We know NUMC provides quality health care to a large number of low-income and working-class patients. Helping people regardless of their ability to pay is what makes the hospital special. This level of compassion for our fellow man, woman and child is imbedded in the hospital’s mission, and it characterizes Long Island as a decent place to live for all.

While the hospital implements needed reforms to improve its fiscal health, we know it won’t happen overnight. In the meantime, we government officials must act with the fierce urgency of now. It is the moral thing to do.

 We must do this now because someone’s grandfather depends on dialysis at the hospital to sustain his life. Someone’s grandmother depends on the care of the designated stroke center because every second counts for stroke victims. We don’t want to turn away firefighter Joe, who goes to Long Island’s only multi-chamber hyperbaric unit after suffering carbon monoxide poisoning in the line of duty.

We don’t want to tell Charles, who was in a serious car accident, that this Level One trauma center is no longer available to help him during his life-or-death emergency. It would be a shame to deny care to 10-year-old Maria because her primary-care doctor is no longer in her community, or the 700 incarcerated people who rely on NUMC for their health care. We simply can’t tell Keisha she can no longer go to the Breast Center for cancer screenings, even though breast cancer runs in her family.

And we would be negligent if 3,600 people lost their jobs when a shutdown could be avoided.

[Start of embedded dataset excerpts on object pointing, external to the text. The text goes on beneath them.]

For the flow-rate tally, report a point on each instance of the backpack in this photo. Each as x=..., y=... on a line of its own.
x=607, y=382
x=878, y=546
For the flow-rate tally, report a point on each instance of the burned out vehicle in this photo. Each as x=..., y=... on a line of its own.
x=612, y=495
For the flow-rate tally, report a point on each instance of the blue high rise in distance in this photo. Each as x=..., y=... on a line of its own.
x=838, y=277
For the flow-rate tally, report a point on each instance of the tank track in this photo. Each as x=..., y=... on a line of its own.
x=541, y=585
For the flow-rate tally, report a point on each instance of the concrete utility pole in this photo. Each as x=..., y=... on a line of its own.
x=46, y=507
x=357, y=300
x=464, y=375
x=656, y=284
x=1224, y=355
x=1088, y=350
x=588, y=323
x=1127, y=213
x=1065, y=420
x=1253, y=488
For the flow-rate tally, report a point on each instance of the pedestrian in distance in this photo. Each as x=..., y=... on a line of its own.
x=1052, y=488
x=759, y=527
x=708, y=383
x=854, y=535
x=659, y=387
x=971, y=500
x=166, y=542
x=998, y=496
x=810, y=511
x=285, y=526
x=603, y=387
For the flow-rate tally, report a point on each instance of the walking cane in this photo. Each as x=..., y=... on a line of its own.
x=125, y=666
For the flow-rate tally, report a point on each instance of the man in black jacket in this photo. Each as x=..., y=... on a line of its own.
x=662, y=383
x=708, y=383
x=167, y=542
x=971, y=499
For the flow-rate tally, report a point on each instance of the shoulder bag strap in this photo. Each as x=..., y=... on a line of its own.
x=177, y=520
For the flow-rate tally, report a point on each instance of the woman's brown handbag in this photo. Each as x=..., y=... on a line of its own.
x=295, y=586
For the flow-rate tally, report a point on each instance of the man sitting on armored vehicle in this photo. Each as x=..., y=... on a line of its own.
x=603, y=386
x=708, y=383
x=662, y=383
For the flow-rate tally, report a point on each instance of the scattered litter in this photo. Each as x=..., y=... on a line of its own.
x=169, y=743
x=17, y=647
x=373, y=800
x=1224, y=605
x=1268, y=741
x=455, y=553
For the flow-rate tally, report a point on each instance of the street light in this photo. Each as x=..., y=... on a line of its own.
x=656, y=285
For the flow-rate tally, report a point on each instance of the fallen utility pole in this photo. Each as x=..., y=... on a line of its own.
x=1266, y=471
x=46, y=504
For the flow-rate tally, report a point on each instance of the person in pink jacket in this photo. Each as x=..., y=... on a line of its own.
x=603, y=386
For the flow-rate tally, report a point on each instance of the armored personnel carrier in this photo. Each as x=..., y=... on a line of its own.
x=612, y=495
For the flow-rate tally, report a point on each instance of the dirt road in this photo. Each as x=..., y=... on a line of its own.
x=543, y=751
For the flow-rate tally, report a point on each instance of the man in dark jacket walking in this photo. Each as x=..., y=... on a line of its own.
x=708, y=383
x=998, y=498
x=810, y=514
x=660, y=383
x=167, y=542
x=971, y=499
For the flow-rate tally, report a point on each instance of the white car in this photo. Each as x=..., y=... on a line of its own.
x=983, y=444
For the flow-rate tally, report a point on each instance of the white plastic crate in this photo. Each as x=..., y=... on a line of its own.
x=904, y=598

I have been working with all parties involved to determine the best solutions to serve the hospital that has served all of us for nearly 90 years. Let’s think beyond political semantics and look at solutions like urging the governor to adopt a plan to fully fund Medicaid. In addition, I’ll be working to pass the Insurance for All bill so the federal government will help pick up the tab. Local businesses and the community at large depend on us to come together. I believe we can be effective, efficient and human at the same time.
As an elected leader in Nassau County, I will continue to sit at the table and fight for your Long Island.

Taylor Darling represents the 18th Assembly District.